Execution: TV, Web
Link: Click Here (click to enter Adidas Soccer Site, and watch movie part I and II)
Target: Soccer Enthusiasts
In a dusty Latin American slum, two boys sit in an abandoned alley, kicking a ball against a wall. In Spanish, Jose asks his friend Pedro if he wants to play a game and the boys start picking a fantasy team of some of the world’s best players. As they call each name, the superstars, including Caca (Brasil), Zidane (France) and Beckham (England) trot out but then Jose picks Beckenbauer, the dominant German Midfielder from the 70′s. Pedro laughs for a second, then his jaw drops open as the legendery and youthful Beckenbauer trots out. Jose sends one of the players into goal, makes others change positions and general treats them like pick-up players playing with his ball.
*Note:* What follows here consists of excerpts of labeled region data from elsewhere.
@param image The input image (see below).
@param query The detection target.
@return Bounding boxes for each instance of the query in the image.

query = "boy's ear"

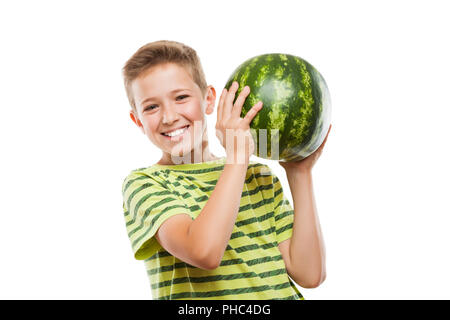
[206,86,216,114]
[130,110,145,134]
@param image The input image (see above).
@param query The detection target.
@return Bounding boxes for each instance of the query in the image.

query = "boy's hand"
[278,124,331,172]
[216,81,262,164]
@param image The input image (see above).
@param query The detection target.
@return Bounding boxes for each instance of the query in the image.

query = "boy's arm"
[156,160,248,270]
[157,82,262,269]
[278,125,331,288]
[278,172,326,288]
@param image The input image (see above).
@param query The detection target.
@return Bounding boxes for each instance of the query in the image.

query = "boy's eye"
[144,104,157,111]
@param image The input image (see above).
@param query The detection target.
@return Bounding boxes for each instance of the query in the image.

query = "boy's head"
[123,41,216,164]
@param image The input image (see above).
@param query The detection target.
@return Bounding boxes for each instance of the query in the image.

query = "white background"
[0,0,450,300]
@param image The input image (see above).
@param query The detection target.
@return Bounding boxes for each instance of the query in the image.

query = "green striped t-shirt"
[122,158,303,300]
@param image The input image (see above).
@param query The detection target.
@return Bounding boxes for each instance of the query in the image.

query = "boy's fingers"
[231,86,250,118]
[244,101,262,125]
[217,88,227,123]
[222,81,239,118]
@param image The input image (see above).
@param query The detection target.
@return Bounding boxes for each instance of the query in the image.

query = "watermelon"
[225,53,331,161]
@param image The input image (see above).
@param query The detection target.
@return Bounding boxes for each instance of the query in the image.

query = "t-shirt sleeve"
[272,169,294,243]
[122,173,193,260]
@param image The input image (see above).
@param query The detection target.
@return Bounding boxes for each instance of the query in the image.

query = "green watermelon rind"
[225,53,331,161]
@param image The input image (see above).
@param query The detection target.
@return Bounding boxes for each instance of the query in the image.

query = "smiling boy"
[122,41,325,300]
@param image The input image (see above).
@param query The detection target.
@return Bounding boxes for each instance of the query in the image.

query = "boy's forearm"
[288,171,325,287]
[188,162,248,267]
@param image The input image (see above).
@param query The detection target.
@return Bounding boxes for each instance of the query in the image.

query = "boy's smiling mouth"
[161,125,190,141]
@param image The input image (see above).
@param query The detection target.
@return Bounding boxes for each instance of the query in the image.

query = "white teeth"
[163,126,187,137]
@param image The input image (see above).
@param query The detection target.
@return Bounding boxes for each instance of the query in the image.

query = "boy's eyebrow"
[141,88,191,106]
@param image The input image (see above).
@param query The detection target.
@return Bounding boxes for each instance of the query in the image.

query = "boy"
[122,41,325,300]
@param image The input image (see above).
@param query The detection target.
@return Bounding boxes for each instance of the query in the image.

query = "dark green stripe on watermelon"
[225,54,331,161]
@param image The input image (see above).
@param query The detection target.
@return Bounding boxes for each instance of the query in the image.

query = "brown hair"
[122,40,207,112]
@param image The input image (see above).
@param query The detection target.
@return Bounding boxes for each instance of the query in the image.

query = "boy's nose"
[163,107,178,124]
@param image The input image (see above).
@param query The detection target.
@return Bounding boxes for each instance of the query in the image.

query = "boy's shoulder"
[122,160,273,189]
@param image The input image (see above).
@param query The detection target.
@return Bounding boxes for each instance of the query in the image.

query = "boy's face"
[130,63,216,157]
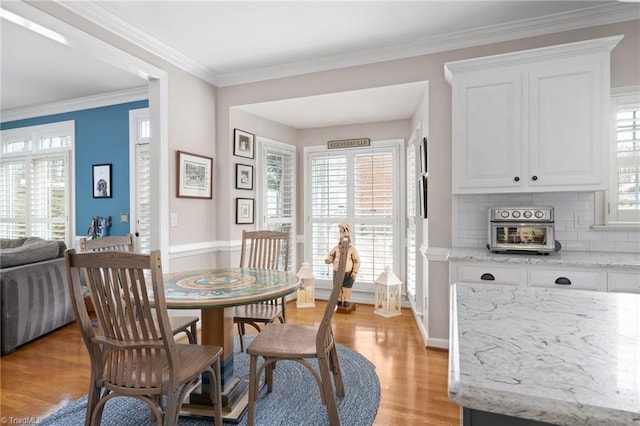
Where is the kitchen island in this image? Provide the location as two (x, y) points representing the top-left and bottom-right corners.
(449, 283), (640, 426)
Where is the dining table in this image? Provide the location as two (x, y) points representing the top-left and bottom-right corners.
(163, 268), (301, 423)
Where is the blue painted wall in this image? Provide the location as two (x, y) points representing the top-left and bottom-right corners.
(0, 100), (149, 236)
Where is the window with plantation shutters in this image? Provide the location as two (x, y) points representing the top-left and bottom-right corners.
(0, 121), (74, 246)
(305, 142), (401, 283)
(405, 139), (418, 302)
(607, 89), (640, 224)
(129, 108), (151, 253)
(254, 137), (297, 270)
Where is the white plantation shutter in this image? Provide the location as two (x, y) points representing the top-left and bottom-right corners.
(308, 154), (348, 279)
(254, 138), (297, 270)
(306, 143), (400, 283)
(0, 160), (27, 238)
(28, 153), (70, 241)
(129, 108), (151, 253)
(350, 152), (394, 282)
(135, 144), (151, 253)
(0, 121), (75, 246)
(609, 94), (640, 223)
(405, 143), (418, 301)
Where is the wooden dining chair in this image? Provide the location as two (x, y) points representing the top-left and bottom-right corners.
(247, 238), (349, 426)
(80, 234), (199, 344)
(233, 230), (289, 352)
(65, 249), (222, 426)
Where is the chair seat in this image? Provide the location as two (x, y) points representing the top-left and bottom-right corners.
(176, 343), (222, 382)
(169, 316), (200, 344)
(233, 303), (282, 323)
(247, 323), (318, 358)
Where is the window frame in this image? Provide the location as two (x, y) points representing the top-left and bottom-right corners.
(0, 120), (75, 247)
(254, 136), (299, 271)
(594, 86), (640, 230)
(303, 139), (406, 293)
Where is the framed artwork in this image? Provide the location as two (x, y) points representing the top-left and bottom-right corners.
(236, 164), (253, 189)
(233, 129), (255, 158)
(177, 151), (213, 199)
(93, 164), (112, 198)
(236, 198), (253, 225)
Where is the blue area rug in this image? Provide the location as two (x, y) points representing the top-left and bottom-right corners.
(39, 336), (380, 426)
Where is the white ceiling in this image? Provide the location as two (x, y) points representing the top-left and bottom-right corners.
(0, 0), (640, 128)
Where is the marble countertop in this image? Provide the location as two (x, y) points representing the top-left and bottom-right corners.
(449, 284), (640, 426)
(448, 248), (640, 268)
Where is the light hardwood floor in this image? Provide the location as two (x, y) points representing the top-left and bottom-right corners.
(0, 301), (460, 426)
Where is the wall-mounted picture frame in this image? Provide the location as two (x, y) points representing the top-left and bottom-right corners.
(236, 198), (254, 225)
(420, 137), (429, 175)
(92, 164), (113, 198)
(233, 129), (255, 158)
(177, 151), (213, 200)
(236, 164), (253, 189)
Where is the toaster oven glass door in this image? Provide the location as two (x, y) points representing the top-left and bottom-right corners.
(490, 222), (555, 252)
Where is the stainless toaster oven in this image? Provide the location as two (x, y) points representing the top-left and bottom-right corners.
(488, 207), (559, 254)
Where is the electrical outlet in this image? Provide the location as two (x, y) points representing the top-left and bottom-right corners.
(573, 213), (588, 229)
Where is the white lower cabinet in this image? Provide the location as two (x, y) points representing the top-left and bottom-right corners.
(452, 264), (526, 285)
(607, 272), (640, 293)
(449, 261), (640, 293)
(527, 268), (607, 291)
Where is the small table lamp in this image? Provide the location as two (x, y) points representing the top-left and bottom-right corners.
(373, 266), (402, 318)
(296, 262), (316, 308)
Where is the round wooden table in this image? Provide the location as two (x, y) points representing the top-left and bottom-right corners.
(164, 268), (300, 422)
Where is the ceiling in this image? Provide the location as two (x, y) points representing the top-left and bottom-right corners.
(0, 1), (640, 128)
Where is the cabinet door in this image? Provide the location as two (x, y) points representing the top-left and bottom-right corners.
(452, 70), (523, 194)
(525, 56), (609, 190)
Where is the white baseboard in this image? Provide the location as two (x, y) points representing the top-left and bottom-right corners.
(427, 338), (449, 350)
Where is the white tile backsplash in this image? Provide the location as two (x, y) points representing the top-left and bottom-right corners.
(452, 192), (640, 253)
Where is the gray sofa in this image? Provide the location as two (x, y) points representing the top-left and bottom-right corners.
(0, 237), (75, 355)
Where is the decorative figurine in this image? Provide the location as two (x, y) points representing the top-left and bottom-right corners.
(324, 223), (360, 313)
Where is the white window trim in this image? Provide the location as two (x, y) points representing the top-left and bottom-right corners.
(253, 136), (298, 271)
(0, 120), (76, 247)
(303, 139), (406, 291)
(592, 85), (640, 231)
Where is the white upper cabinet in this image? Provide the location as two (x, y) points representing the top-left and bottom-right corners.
(445, 36), (622, 194)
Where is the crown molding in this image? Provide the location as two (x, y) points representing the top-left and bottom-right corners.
(0, 86), (149, 123)
(55, 0), (640, 87)
(54, 0), (218, 86)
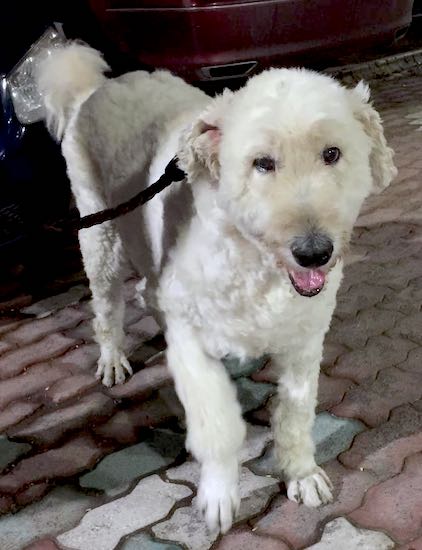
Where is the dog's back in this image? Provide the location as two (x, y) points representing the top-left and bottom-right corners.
(38, 43), (210, 279)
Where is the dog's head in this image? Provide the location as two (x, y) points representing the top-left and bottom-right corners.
(180, 69), (396, 296)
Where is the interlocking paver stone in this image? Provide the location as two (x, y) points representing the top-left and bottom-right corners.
(400, 347), (422, 373)
(0, 487), (95, 550)
(307, 518), (394, 550)
(152, 468), (279, 550)
(152, 499), (217, 550)
(0, 401), (41, 433)
(22, 285), (90, 318)
(349, 453), (422, 543)
(0, 334), (78, 380)
(46, 374), (99, 404)
(397, 537), (422, 550)
(215, 527), (289, 550)
(339, 405), (422, 479)
(333, 306), (403, 349)
(330, 336), (416, 384)
(120, 533), (183, 550)
(250, 413), (365, 475)
(24, 539), (60, 550)
(4, 307), (84, 346)
(55, 344), (100, 373)
(0, 363), (77, 409)
(57, 475), (191, 550)
(0, 435), (31, 471)
(0, 435), (103, 494)
(109, 365), (172, 399)
(236, 377), (277, 413)
(317, 372), (354, 412)
(11, 392), (114, 444)
(332, 367), (422, 426)
(79, 430), (185, 495)
(256, 461), (377, 548)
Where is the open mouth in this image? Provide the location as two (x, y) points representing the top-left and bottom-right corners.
(288, 269), (326, 298)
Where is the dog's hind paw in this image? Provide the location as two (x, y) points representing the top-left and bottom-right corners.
(95, 352), (133, 388)
(198, 463), (240, 534)
(287, 468), (333, 508)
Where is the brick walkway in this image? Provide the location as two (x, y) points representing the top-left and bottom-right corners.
(0, 76), (422, 550)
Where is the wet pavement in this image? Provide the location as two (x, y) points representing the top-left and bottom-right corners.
(0, 76), (422, 550)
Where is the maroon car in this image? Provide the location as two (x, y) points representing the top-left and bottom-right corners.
(89, 0), (413, 81)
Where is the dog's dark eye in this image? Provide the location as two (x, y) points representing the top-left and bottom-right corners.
(253, 157), (275, 174)
(322, 147), (341, 164)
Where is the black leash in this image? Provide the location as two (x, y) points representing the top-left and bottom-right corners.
(45, 157), (186, 231)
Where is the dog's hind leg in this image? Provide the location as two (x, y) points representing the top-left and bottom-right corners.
(62, 136), (132, 386)
(166, 318), (246, 533)
(79, 222), (132, 386)
(273, 336), (332, 506)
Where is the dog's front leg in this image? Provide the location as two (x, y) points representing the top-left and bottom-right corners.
(273, 336), (332, 506)
(166, 318), (246, 533)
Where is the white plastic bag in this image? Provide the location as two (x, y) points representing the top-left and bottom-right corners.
(7, 25), (66, 124)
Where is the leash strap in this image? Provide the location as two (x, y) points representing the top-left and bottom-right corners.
(48, 157), (186, 231)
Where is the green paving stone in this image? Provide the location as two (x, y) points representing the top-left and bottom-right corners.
(120, 533), (183, 550)
(235, 378), (277, 413)
(79, 430), (185, 495)
(0, 487), (97, 550)
(312, 412), (365, 464)
(249, 412), (365, 475)
(223, 357), (268, 378)
(0, 435), (31, 471)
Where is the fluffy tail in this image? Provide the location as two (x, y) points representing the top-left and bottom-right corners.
(37, 42), (109, 139)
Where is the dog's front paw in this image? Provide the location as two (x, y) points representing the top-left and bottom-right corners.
(95, 351), (133, 388)
(198, 462), (240, 533)
(287, 467), (333, 508)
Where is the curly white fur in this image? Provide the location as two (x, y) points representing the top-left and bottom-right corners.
(40, 45), (395, 531)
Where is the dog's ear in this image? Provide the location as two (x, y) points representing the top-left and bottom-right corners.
(350, 81), (397, 193)
(178, 90), (233, 181)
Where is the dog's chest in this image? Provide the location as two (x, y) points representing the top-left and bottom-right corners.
(160, 240), (341, 358)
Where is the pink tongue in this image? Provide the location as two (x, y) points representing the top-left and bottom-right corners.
(290, 269), (325, 292)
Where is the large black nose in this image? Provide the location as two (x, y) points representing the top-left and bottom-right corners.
(290, 233), (334, 267)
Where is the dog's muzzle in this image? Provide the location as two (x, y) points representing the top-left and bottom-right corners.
(289, 232), (334, 297)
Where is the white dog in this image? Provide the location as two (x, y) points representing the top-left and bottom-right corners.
(39, 44), (396, 532)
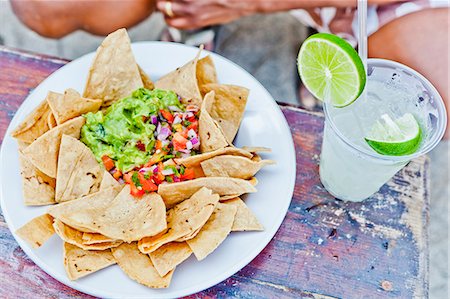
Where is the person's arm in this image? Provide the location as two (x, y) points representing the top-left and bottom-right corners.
(11, 0), (154, 38)
(157, 0), (405, 29)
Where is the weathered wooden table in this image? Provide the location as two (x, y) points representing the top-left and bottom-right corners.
(0, 47), (429, 298)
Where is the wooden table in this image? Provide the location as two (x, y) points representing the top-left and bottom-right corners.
(0, 47), (429, 298)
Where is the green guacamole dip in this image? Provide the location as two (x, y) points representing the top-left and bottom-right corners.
(81, 88), (184, 173)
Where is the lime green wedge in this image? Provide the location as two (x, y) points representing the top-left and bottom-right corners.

The first spot ends with the kickoff of the game. The second spot, which will air later in the World Cup shows the game itself, with the predictably miraculous playing from the athletes.
We chose this spot for just one reason: authenticity of voice. In many other ways, this could easily have been another throwaway World Cup spot where we all get to see great players perform amazing feats, but nobody can remember the brand the next day. What separates this Adidas spot from all of the other efforts is the connection it makes to the soccer world experienced by most of its fans – soccer as fantasy. Adidas understands as few others have that soccer is about dreams for over a billion fans worldwide. It gives these ordinary people an outlet for their imagination. Few of them will ever get to play in a World Cup and even fewer will become legends, but every single one of these boys and girls will be transported from the reality of their lives by the fantasy of the beautiful game. This spot does an amazing job of recreating that sense of possibility that Jose feels as a young boy in a tough neighborhood. It shows the power of soccer to transform.
Because the voice is so authentic, so utterly convincing, it does link back to Adidas and to the brand. It tells us that Adidas understands the sport and shares the passion. That is a strong positioning for Adidas against Nike, which is a relative newcomer to the sport and has a lesser claim to being an authentic soccer company.
Spots like this break some of the conventional rules of branding (such as keeping the brand visibility high) by achieving breakthrough levels of attention and engagement from users. They are most successful at energizing the most faithful brand supporters. There is a necessary risk when creating this type of spot and the risk is that it will be art-directed into mediocrity. This has not happened in this case and it is a credit to Adidas. But campaigning such a finely-executed theme can be difficult and would represent a real challenge for a director or agency who are not at a world-class level.
Branding Bottom Line:
Adidas shoots and scores. Unlike the U.S. team.